I think more than one drug can cause this.
I am currently taking a medication that makes some food taste odd, like it is going bad. Foods that I used to like have become almost impossible to eat. For our anniversary, my husband bought something that he knows I really like, and I didn’t have the heart to tell him that it tasted awful.
More so things taste different than they used to. Especially sour and spicy. Both are extremely exaggerated now. The rest is somewhat bland. Chemo attacks the rapid growing cells. So when they healed, I was left like this.
Not being able to smell is devastating.
Imagine NEVER being able to tell whether something toxic in your environment is potentially about to kill you, and you are utterly unaware.
Smell is your most important sense for self preservation.
From toxic chemicals to fires, you are unable to detect danger and save yourself.
Eventually, you can get to a point where you come to assume there is something dangerous *everywhere* and live in a constant state of hyper vigilance.
It is an unsung agony that many make light of.
“Wow. You’re really lucky you can’t smell that!”
They have no idea what you would give to be able to detect *any* smell, no matter how foul society might consider it.
A sense of smell lets us live in a “3D” world.
Without it, you’d be shocked just how two dimensional everything is.
Perhaps the severe mucositis damaged my taste buds.
Incidentally .. . when was the last time you used, “impecunious”?
( i.e. : Due to the Coronavirus I became impecunious .. . )
I other words it has the typical effects of a cold.
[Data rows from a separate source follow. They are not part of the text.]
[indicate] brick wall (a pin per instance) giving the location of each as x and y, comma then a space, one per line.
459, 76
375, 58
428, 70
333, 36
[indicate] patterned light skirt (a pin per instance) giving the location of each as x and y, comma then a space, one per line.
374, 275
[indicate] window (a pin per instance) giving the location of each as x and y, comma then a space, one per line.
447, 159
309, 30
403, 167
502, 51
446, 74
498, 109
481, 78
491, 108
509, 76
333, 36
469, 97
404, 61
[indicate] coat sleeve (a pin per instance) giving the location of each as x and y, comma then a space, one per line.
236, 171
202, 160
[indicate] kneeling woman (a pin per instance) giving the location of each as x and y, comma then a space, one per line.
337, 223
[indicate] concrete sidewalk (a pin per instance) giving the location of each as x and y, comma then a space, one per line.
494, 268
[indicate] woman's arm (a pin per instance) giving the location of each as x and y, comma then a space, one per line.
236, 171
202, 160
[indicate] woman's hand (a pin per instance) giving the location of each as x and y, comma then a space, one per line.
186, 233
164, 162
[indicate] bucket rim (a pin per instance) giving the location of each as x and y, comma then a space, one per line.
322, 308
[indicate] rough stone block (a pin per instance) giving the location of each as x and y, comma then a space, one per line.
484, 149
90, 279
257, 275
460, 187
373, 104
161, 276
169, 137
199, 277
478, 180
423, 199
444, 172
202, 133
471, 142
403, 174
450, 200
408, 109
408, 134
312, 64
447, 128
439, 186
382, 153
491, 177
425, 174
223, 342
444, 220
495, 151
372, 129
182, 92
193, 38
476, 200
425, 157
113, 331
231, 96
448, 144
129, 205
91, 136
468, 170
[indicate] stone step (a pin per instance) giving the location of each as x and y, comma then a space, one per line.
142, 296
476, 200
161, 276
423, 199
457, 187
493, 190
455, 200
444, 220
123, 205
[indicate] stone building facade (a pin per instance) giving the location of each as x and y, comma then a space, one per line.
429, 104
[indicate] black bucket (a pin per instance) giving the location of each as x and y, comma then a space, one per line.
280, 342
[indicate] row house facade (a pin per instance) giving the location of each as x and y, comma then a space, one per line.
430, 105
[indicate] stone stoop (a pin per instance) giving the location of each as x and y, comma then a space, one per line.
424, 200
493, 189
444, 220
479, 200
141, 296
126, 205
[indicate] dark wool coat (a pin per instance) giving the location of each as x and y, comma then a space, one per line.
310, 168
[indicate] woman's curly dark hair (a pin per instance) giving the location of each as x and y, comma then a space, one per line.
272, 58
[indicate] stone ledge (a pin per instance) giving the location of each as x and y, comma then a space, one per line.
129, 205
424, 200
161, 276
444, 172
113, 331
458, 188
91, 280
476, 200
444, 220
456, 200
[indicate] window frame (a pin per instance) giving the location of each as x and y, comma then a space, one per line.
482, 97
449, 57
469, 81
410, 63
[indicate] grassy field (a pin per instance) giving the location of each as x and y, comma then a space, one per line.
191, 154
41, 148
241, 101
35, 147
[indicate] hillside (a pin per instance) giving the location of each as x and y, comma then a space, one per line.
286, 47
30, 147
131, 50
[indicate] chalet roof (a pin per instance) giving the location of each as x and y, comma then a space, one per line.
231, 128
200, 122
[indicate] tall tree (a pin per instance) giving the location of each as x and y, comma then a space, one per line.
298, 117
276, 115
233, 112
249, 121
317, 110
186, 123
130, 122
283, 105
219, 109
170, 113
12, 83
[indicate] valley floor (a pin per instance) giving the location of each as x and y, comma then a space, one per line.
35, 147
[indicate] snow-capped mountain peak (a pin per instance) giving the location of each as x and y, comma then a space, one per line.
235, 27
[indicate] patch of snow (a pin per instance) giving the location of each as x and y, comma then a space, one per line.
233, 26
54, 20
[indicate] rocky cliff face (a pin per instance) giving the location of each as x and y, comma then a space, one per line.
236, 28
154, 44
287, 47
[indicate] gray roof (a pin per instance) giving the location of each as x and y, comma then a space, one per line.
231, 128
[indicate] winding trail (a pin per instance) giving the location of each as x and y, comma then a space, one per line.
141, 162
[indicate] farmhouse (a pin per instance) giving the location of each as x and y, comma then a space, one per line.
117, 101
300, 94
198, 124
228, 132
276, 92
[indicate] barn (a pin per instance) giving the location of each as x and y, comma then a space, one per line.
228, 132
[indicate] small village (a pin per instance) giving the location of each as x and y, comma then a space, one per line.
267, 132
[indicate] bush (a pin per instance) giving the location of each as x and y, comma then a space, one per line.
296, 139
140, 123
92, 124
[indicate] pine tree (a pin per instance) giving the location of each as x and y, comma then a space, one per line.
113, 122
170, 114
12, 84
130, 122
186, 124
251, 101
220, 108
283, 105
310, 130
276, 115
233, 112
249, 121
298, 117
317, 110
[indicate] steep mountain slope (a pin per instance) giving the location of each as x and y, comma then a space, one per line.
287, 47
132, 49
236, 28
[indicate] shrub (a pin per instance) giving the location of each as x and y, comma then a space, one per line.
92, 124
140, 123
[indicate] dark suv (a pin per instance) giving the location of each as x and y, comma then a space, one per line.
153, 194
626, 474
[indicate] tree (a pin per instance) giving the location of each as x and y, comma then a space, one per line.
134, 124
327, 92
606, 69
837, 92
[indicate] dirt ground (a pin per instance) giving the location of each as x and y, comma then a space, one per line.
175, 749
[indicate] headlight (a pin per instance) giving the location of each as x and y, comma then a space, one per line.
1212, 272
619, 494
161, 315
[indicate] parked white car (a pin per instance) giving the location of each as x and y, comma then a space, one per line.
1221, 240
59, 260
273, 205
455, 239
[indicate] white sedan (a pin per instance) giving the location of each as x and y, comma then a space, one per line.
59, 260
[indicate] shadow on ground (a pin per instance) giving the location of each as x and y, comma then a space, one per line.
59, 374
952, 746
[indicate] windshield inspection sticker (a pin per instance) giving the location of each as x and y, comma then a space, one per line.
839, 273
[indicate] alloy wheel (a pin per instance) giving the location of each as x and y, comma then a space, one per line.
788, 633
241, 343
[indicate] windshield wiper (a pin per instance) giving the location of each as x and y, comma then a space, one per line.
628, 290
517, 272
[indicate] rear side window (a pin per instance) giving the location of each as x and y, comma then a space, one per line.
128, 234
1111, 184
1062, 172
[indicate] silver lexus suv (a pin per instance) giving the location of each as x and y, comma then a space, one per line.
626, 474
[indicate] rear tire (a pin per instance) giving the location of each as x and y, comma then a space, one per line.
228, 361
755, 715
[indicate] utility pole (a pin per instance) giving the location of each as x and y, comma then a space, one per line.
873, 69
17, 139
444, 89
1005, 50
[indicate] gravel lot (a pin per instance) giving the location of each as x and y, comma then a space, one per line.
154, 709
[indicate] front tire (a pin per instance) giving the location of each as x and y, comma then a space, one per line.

The are digging deep to write an entire article about a side effect of colds observed for centuries.
Im not a finance guy. LOL. Although I have read Dickens.
I would like to think were I to suddenly become impecunious along with every one else at the same time I would consider it a challenge. Like a foot race. We all start out at the same place at the same time and, Were off!
Not an English major either but passive and active are tenses or something like that, arent they?